Amazingly, the salacious circumstances surrounding the married editor's death were (seemingly) nonchalantly published by the very  paper where he had worked for more than 17 years.

The Oregonian's initial obituary of the late editor was typical enough -- praising Caldwell's keen mind, excellent news judgment and a heart full of compassion, and pointing out that two Oregonian reporters were awarded a Pulitzer Prize under his leadership.

The original obit closes with the assurance that more information will be published as it becomes available.

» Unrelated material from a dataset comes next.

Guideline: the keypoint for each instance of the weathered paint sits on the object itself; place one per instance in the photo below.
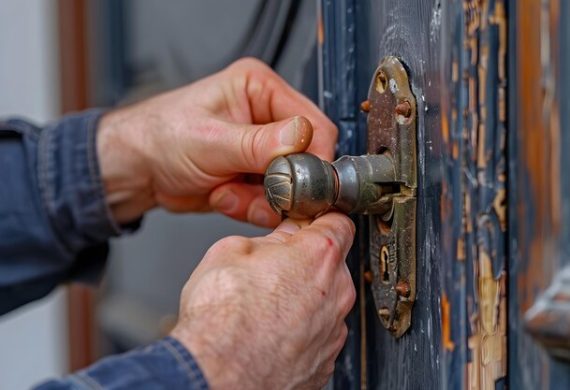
(484, 165)
(538, 236)
(483, 221)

According to Gawker, The Oregonian had initially and erroneously reported Caldwell's death as having taken place in his car. Gawker writer John Cook reasons that this may account somewhat for the decision to publish the eyebrow-raising update, excerpted here:

Bob Caldwell, editor of The Oregonian's editorial pages, was in the Tigard apartment of a 23-year-old woman when he went into cardiac arrest Saturday afternoon. ... The woman told deputies she met Caldwell about a year ago at Portland Community College. Caldwell, she said, knew she didn't have much money, so he provided her cash for books and other things for school in exchange for sex acts at her apartment.

According to the report, the woman claimed Caldwell did not pay her that day, and police declined to file prostitution charges.

But what about his wife and three children?

Why the Oregonian had to be the one to peddle it is beyond me, Cook wrote for Gawker. I suppose the editors knew that it would come out eventually, and didn't want to be accused of 'covering up' an embarrassing story when it did.

Is that special treatment? Protecting your own? Omerta? Maybe, Cook continued. But maybe it's OK to be a little hypocritical and protective when your own people actually die, permanently, forever?